• District Wellness Policy.pdf

    7070 District Wellness                                                                                                                                                                                                                  7070

    Preface

    The Williamston Community Schools (WCS) Board of Education recognizes and acknowledges that “schools cannot achieve their primary mission of education if students and staff are not physically, mentally and socially healthy.”1 The Board believes that schools should provide a campus-wide environment where students are taught healthy eating and physical activity knowledge, skills, and values. In addition, the campus-wide environment should provide ample opportunity to practice these skills on a daily basis.

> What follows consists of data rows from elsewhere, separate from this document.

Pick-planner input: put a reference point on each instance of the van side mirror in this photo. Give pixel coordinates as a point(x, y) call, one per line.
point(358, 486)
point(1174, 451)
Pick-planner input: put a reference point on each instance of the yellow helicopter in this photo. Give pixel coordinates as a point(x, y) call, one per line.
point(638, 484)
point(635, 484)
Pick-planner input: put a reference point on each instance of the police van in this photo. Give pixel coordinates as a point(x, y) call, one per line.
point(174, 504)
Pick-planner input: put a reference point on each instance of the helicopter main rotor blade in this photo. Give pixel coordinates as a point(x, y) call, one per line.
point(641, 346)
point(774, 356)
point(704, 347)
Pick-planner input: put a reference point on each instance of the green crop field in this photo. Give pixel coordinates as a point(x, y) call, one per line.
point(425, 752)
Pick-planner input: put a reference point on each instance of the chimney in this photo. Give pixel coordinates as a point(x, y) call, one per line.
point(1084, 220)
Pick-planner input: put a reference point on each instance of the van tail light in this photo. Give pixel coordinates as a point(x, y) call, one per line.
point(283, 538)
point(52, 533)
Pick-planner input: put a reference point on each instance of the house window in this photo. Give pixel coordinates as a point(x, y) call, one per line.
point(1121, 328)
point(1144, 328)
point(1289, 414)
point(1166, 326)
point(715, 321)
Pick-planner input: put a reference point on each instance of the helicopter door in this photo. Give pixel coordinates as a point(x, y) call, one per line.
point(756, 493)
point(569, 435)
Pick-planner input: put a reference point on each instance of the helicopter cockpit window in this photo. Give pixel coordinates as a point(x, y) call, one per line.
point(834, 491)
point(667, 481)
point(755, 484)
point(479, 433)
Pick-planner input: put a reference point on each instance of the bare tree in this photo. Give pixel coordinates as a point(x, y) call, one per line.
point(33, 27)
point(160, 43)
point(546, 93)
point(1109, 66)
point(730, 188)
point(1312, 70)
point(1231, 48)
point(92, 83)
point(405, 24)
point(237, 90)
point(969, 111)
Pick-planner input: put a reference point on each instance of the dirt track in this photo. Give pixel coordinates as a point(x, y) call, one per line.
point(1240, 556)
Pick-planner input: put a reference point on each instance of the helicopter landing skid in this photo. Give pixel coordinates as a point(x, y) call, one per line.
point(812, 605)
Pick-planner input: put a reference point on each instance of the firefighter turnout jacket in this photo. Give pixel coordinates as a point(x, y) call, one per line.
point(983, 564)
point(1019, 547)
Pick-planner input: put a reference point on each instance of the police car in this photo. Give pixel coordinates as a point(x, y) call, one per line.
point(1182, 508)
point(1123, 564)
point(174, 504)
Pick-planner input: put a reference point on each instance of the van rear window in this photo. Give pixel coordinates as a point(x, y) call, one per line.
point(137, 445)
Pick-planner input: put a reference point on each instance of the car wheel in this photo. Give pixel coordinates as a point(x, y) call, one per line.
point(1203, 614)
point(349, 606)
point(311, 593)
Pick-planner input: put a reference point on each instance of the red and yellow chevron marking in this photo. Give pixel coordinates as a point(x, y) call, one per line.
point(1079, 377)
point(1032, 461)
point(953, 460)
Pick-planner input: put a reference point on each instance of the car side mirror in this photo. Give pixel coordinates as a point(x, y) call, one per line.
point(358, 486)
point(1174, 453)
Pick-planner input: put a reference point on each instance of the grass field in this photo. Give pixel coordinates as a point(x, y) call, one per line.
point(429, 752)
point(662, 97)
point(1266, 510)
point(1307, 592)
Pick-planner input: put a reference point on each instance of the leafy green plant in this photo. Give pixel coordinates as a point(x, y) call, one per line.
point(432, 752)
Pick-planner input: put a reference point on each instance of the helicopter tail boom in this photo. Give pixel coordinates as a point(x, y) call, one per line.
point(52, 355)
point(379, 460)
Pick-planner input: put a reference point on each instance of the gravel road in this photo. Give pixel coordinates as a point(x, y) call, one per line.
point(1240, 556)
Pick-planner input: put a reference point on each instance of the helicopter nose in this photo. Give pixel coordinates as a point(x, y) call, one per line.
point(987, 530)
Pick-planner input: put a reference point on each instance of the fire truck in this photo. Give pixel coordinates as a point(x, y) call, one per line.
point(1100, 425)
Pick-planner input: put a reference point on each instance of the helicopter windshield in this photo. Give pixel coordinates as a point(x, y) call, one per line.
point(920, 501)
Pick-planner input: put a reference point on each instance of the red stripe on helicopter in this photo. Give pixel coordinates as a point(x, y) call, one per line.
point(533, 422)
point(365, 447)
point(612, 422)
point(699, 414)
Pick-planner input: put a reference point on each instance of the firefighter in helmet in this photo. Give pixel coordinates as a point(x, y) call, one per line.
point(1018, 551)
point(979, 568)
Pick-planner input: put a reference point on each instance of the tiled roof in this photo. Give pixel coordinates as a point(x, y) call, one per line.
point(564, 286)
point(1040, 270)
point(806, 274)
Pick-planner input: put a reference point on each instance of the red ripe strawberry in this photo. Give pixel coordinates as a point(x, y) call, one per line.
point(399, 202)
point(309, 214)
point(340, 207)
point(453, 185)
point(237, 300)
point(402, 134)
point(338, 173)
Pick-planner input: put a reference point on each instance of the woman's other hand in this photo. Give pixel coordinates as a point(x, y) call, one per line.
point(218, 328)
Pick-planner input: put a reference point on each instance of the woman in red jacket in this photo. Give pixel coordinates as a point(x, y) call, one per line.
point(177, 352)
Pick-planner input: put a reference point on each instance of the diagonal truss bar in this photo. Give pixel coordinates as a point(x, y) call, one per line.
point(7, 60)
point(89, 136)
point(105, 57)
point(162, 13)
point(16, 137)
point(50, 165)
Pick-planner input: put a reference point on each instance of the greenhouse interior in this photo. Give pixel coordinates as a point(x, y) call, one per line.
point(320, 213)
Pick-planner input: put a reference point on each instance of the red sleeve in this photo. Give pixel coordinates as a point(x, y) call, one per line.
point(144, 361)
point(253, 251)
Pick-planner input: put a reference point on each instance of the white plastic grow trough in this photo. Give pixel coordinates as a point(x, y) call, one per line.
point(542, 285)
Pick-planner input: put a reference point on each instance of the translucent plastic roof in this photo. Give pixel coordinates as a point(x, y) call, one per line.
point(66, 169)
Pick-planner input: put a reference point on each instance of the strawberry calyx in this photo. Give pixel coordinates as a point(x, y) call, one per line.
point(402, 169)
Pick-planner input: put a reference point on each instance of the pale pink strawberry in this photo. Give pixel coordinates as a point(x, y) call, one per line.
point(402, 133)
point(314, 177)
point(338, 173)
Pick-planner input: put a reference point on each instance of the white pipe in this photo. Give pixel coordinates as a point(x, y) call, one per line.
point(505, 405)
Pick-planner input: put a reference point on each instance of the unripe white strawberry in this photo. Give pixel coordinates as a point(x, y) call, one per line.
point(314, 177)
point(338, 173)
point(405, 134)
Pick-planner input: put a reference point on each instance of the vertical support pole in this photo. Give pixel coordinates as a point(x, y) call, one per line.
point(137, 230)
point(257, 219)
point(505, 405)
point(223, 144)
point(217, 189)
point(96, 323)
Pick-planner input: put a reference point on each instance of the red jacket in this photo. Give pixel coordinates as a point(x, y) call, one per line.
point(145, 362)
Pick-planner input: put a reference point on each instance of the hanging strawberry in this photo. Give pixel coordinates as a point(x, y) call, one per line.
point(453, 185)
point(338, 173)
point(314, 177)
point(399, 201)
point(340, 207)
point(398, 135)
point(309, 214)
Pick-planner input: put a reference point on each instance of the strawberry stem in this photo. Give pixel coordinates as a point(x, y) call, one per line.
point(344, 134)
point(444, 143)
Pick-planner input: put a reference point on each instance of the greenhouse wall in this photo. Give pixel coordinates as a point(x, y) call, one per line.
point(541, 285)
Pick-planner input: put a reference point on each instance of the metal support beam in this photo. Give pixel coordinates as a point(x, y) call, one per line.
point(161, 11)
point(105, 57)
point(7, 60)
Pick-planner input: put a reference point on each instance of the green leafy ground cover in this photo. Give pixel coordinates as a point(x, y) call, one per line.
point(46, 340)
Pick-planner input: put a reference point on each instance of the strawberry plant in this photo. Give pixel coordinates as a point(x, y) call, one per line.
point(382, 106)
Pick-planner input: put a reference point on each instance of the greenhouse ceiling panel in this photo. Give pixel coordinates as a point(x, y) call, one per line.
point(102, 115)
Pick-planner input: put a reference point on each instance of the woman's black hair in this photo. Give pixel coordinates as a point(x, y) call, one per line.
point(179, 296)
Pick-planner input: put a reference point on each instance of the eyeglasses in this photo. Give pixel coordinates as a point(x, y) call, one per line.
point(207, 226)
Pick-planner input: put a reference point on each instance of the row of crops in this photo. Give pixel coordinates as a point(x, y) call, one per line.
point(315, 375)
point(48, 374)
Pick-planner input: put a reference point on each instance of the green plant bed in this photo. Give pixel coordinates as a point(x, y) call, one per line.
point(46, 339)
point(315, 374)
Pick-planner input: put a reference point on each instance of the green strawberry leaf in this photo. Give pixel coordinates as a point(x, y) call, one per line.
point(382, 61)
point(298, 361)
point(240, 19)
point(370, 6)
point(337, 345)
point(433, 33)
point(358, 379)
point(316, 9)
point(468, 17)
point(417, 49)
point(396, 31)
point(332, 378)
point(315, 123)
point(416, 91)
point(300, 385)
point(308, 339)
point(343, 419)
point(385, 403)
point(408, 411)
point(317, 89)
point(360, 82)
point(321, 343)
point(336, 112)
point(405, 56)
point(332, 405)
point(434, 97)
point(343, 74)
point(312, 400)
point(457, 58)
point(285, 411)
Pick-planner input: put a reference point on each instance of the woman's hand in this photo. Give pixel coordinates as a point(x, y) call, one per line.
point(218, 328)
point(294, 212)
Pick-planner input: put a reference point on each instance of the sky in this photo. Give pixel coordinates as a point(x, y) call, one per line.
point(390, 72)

    A local school wellness policy is a written document that guides a local educational agency’s (LEA) efforts to establish a school building environment that promotes students’ health, well-being, and ability to learn. The wellness policy requirement was established by the Child Nutrition and WIC Reauthorization Act of 2004, and further strengthened by the Healthy, Hunger-Free Kids Act of 2010 (HHFKA). It is specific to LEAs (local school districts, public school academies, and intermediate school districts), as opposed to School Food Authorities,2 that participate in the National School Lunch Program and/or School Breakfast Program. The responsibility for developing, implementing, and evaluating a wellness policy is placed at the local level so the unique needs of each school under the LEA’s jurisdiction can be addressed.3

    Wellness Committee and Policy Leadership
    Committee Role and Membership

    The LEA will convene a representative district wellness committee to establish goals for and oversee school health policies and programs, including development, implementation, and periodic review and update of this district-level wellness policy.

    The committee will represent all school building levels (elementary and secondary schools) and include to the extent possible, but not be limited to: parents and caregivers, students, representatives of the school nutrition program, physical education teachers, health education teachers, school health professionals (e.g. Nurses, physicians, dentists, health educators, and other allied health personnel who provide school health services), mental health and social services staff (e.g., school counselors, psychologists, social workers, or psychiatrists), school administrators, school board members, health professionals (e.g., dietitians, doctors, nurses, dentists), and the general public. When possible, membership will also include Supplemental Nutrition Assistance Program Education (SNAP-Ed) coordinators.

    To the extent possible, the committee will include representatives from each school building and reflect the diversity of the community.4


    1 Michigan State Board of Education Policy on Coordinated School Health Programs to Support Academic Achievement and Healthy Schools

    2 The governing body which is responsible for the administration of one or more schools and which has the legal authority to operate a nonprofit school food service program therein or otherwise approved by the Food and Nutrition Service of the United States Department of Agriculture to operate the National School Lunch Program.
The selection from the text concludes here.